If a company’s outstanding shares decline and earnings per share increase, its market capitalization should still be about the same by default, if there is no contraction or expansion in earnings:

But EBay’s market cap seems higher than where they start.

Ebay is interesting because it has the profile of a company, where the earnings and revenue history tell you you can’t get anywhere with it, yet it turned out to be a compounder of 14.6% per year.

With fairly random results, their stock price shouldn’t be going anywhere in the last fifteen years.

Still, I think it’s his part buying back with its excess cash flow and cash leads to a higher price per share if price gains don’t change much.

Ebay proves a few things:

  1. Some companies cannot achieve sales and profit growth.
  2. But they may have decent free cash flow that wasn’t going anywhere.
  3. And the company existed long enough. As if it has been like this for 15 years.
  4. Buybacks are a reward for shareholders, just like a dividend. It gives the market a reason to revalue the shares.
  5. But most importantly, Ebay started cheap with a high free cash flow yield, or buyback yield (the free cash flow plus cash and debt that can be used for buybacks before excessive debt levels are reached)

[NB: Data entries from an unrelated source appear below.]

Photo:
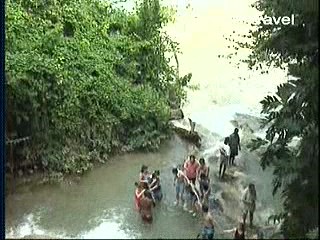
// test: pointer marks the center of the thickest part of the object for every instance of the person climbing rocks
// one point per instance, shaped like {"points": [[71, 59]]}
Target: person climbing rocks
{"points": [[224, 156], [155, 186], [192, 199], [203, 168], [138, 195], [238, 232], [208, 223], [146, 207], [179, 183], [191, 166], [234, 143], [249, 198]]}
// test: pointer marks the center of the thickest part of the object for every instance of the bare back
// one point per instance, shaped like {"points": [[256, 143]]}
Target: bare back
{"points": [[146, 205]]}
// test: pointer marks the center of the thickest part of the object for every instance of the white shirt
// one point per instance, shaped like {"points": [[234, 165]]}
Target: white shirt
{"points": [[247, 196], [226, 149]]}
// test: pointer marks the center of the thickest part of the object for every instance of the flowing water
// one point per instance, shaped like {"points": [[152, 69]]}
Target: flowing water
{"points": [[100, 204]]}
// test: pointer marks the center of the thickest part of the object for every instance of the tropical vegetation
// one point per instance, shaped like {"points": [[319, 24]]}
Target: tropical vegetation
{"points": [[291, 115], [86, 79]]}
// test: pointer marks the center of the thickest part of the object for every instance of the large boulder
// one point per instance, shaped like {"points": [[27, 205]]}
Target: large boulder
{"points": [[192, 137]]}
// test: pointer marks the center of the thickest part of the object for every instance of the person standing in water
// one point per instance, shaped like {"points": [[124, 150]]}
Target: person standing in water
{"points": [[146, 207], [144, 175], [239, 232], [224, 156], [204, 184], [208, 224], [138, 195], [234, 143], [178, 182], [155, 186], [203, 168], [191, 166], [249, 202]]}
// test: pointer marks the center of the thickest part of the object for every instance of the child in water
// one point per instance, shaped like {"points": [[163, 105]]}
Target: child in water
{"points": [[138, 195], [155, 186], [178, 182]]}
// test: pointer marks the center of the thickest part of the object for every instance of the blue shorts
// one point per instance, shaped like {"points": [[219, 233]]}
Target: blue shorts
{"points": [[207, 233], [180, 187]]}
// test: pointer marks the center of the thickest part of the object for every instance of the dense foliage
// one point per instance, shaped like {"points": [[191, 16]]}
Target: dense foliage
{"points": [[291, 115], [85, 78]]}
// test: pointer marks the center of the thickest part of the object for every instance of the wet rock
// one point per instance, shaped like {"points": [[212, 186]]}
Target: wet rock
{"points": [[38, 237], [20, 173], [176, 114], [192, 137]]}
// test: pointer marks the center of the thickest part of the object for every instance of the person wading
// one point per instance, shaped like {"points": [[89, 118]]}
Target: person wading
{"points": [[179, 183], [234, 143], [155, 186], [249, 202], [191, 166], [224, 157], [203, 168], [238, 233], [146, 207], [208, 224], [144, 176], [138, 195]]}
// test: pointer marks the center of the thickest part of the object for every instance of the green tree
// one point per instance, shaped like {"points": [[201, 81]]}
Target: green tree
{"points": [[292, 113], [85, 79]]}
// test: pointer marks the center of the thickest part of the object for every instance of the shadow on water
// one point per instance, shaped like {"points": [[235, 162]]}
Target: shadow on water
{"points": [[100, 205]]}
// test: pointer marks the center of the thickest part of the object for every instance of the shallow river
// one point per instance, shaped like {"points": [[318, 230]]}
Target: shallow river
{"points": [[100, 204]]}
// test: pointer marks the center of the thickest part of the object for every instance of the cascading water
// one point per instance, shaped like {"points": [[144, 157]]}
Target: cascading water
{"points": [[100, 205]]}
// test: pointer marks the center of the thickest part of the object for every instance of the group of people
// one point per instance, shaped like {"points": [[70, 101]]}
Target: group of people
{"points": [[192, 185], [195, 199], [148, 192]]}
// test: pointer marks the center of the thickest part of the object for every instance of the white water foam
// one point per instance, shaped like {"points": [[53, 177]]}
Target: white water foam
{"points": [[107, 230], [29, 228]]}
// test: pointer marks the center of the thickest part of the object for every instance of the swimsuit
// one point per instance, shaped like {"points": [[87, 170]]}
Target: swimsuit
{"points": [[238, 235], [207, 233], [191, 170], [137, 201]]}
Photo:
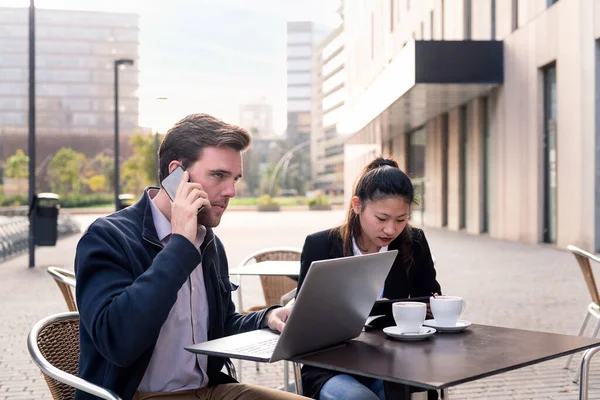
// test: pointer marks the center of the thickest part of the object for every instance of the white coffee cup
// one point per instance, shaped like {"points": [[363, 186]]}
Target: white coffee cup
{"points": [[409, 315], [446, 309]]}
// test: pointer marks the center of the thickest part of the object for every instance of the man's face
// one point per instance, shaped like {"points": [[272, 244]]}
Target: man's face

The difference now is that the yield on free cash flow has fallen quite a bit, so that the current yield on free cash flow that can be used for buybacks is only 4.45%.

I imagine inserting the current free cash flow of $1.75 billion as net income into my buyback model calculator (which you can be reached here), assume 0% income growth, 100% buyback with all their cash flow:

And I want to see how quickly earnings per share and then stock price can rise if the earnings multiple is held constant.

The growth is much smaller, purely because our pace of repurchases is much slower with a repurchase yield of 4.4%.

I’m thinking how many of all SAAS companies can have 15-20 years of free cash flow and survive that long?

If they cannot survive as a listed company for so long, this comparison does not apply.

Ironically, we ask that question to the company that spun it off, PayPal.